4: Content-Based Analysis
While stylistics examines how a text was written, other forms of text mining attempt to discover patterns in what was written – the content of a text.
Finding particular words or phrases has been one of the oldest forms of computational text analysis. Most humanists perform this kind of analysis all the time – every time you search for a book on an online library catalog or for a word within a database of primary sources. Oftentimes these searches can be made much more effective by customizing the retrieval process. For instance, basic skills such as mastering Boolean search terms or using a library’s RSS feed can improve humanistic research.
The most fundamental form of content-based text analysis is that of counting words. How often do certain words or phrases appear in a text? Google recently released its Ngrams tool, a search interface that allows users to track the relative frequency of phrases (up to five words in length) over hundreds of years and over 5 million digitized books written in multiple languages.

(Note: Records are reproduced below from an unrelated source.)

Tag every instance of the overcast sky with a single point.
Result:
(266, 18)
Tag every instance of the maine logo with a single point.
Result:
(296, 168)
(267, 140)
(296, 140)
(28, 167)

Topic modeling is another method of digital analysis that allows historians to work with large amounts of textual data. It does so by employing techniques from computational linguistics to identify clusters of common words that appear similarly in the text.
Historian Sharon Block, for instance, used topic modeling to analyze early American newspapers. Block performed quantitative analysis of over seventy years of the Pennsylvania Gazette, which included approximately 82,000 articles and advertisements. Block’s topic categories were not preselected before running the topic model. Rather, the computer used the Gazette’s contents to determine topics organically, based on the words that appeared in similar contexts within the text. For example, the program grouped words such as “general,” “officer,” “enemy,” “army,” and “troop” together – clearly a topic relating to the military. These topics could then be tracked across the pages of the Gazette to see which topics received more or less attention in various years.
Block’s method is “bottom-up,” because it looked at where and when certain words tend to appear, disregarding any consideration of the words’ meanings. Articles that contained a certain cluster of words were grouped together, even though the program had no sense of what those words actually meant. The words “army” and “troop” may as well have been “circuit” and “bread” – all the program focused on was how they appeared in the text.
In contrast, a “top down” mode of text analysis is one in which a scholar provides more rigid categories or search terms. For instance, the words “city,” “alley,” “factory,” and “tenement,” might be selected by the researcher in order to define an “urban” topic. Once search terms are chosen, certain programs can not only retrieve results, but can also show where those words occur in greater concentration.
Topic modeling allows historians to measure topic trends for a particular source. Was there a Great Awakening? What were its temporal and regional dimensions? Text analysis of various newspapers could potentially measure the frequency of “religious” topics across time and place and offer evidence to help answer such questions.